London, 2005, 1st UK edition. 354 pp, 36 photos. Don Whillans has an iconic significance for generations of climbers. His epoch-making first ascent of Annapurna’s South Face, achieved with Dougal Haston in 1970, remains one of the most impressive climbs ever made, a standard to which all modern Himalayan climbers aspire – but behind this and all his other formidable achievements lies a tough, recalcitrant reality: the character of the man himself. The First Edition of this book sold out in a month, and has become quite hard to find. Hardcover, DJ, New.
At twenty, Whillans was 5 foot 4 inches tall, a working-class lad with the build of a miniature Atlas. Within a year of entering the climbing world in 1950 he had acquired parallel reputations of great skill and daring on the one hand, and as a hell-raiser, a scrapper and a savage-tongued wit on the other – the Villain of the title, who was turned down for a Queen’s Birthday Honour because of a violent fracas with several policemen.

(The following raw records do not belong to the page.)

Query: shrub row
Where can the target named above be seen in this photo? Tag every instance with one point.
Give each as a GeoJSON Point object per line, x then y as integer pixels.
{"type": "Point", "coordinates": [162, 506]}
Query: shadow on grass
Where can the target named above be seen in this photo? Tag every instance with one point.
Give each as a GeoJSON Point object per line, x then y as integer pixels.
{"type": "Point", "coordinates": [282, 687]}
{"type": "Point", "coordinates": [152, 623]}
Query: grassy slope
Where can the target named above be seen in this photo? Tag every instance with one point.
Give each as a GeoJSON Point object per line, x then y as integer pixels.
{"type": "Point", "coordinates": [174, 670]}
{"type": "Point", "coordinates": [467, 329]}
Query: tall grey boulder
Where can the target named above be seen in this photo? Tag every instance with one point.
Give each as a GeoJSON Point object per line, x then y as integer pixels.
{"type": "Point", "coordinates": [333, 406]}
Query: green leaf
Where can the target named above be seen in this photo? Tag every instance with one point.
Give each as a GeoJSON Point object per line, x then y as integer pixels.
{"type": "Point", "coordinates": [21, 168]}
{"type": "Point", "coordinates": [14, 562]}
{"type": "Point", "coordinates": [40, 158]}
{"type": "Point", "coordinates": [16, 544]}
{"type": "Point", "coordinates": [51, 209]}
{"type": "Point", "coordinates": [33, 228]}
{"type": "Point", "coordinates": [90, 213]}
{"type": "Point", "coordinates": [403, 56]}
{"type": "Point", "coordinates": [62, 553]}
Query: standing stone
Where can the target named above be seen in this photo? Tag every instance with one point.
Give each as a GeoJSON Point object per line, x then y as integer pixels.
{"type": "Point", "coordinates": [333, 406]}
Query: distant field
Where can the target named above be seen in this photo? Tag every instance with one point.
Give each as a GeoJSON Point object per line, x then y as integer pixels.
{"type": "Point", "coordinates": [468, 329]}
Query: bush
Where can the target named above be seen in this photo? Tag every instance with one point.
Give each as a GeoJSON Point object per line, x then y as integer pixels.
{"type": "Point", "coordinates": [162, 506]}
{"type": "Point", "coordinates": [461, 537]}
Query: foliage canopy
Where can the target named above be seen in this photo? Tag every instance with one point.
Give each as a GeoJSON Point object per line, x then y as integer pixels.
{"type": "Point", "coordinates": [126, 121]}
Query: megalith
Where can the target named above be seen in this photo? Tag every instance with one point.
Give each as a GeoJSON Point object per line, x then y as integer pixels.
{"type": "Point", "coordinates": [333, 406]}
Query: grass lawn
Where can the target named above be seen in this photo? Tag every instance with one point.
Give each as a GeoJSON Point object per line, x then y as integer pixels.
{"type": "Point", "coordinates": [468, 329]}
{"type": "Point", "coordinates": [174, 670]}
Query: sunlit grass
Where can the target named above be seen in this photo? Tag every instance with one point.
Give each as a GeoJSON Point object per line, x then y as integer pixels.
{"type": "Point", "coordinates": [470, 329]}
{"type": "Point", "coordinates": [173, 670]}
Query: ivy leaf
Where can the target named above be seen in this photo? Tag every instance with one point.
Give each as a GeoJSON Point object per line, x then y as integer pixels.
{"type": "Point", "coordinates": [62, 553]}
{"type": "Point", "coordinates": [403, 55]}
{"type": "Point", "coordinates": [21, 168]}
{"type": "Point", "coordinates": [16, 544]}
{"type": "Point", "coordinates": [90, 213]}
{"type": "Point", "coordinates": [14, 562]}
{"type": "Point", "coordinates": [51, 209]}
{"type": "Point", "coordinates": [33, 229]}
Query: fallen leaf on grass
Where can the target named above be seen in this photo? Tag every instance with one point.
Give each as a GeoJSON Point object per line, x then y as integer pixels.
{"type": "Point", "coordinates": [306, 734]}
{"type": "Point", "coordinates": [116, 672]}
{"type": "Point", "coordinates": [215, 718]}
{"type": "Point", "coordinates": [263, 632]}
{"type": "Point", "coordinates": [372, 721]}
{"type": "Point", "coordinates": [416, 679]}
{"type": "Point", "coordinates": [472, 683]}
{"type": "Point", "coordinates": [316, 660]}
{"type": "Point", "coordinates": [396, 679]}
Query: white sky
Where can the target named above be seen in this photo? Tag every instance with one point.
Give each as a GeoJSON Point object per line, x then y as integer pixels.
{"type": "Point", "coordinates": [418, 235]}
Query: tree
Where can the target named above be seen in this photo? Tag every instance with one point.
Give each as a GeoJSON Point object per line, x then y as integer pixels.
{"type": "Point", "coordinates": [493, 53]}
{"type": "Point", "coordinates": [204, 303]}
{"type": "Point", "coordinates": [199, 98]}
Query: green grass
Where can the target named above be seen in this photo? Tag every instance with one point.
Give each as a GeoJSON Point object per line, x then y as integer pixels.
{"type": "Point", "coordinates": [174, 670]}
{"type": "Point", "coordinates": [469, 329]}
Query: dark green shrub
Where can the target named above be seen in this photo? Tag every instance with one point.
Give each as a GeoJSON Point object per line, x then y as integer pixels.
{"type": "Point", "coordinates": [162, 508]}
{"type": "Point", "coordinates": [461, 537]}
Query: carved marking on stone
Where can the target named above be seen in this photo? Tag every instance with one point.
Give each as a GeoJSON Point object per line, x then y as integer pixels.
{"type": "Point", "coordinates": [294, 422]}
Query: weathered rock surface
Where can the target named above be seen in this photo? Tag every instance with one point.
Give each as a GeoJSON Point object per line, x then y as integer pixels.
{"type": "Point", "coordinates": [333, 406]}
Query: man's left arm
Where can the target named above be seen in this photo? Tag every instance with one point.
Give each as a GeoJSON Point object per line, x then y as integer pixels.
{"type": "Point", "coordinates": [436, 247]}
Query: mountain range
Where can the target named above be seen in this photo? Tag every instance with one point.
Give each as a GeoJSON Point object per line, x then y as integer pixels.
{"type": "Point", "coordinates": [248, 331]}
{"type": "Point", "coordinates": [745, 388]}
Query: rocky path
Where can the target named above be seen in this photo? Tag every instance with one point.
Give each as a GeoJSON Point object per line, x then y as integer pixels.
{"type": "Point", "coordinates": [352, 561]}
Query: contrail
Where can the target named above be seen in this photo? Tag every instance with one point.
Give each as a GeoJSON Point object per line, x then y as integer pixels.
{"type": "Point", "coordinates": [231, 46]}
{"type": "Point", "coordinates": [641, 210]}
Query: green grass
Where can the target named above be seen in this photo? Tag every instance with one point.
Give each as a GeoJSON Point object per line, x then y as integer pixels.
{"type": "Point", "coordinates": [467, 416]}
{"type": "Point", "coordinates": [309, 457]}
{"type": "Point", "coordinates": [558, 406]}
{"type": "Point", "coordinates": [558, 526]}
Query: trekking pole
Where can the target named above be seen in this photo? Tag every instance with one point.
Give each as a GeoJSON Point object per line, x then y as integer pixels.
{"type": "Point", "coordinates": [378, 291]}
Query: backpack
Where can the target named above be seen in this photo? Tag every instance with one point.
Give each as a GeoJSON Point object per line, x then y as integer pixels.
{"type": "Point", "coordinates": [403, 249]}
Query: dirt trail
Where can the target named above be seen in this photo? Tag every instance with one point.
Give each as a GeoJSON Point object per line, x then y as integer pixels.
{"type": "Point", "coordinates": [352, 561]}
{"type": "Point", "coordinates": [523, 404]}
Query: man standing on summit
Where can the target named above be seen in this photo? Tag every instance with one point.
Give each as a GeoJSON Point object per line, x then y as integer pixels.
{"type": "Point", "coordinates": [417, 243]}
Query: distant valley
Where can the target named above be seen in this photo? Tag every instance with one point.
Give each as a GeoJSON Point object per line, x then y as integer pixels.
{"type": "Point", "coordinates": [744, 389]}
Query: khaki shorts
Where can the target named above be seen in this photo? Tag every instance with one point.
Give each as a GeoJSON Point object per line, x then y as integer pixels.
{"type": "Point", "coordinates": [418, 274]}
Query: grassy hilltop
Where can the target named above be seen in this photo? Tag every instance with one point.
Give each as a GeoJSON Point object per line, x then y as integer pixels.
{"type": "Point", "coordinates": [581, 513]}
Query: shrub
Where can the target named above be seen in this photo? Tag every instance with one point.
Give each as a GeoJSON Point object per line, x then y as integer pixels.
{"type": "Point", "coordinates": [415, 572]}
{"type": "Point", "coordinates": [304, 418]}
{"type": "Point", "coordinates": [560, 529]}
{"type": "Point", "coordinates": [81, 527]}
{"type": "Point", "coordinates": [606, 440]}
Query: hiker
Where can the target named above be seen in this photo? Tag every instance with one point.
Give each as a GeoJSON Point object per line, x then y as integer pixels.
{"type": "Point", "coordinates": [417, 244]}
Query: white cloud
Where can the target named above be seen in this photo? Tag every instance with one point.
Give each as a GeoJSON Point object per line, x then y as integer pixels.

His world was miles away from the conventional public-school environment of the upper-class climbers who had for so long dominated the sport, and this itself led to tensions throughout his life.
Whillans carried within himself a sense of personal invincibility, forceful, direct and uncompromising. It gave him sporting superstar status – the flawed heroism of a Best, a McEnroe, an Ali. In his own circle, his image was the working class hero on the rock-face, laconic and bellicose, ready to go to war with the elements or with any human who crossed his path on a bad day.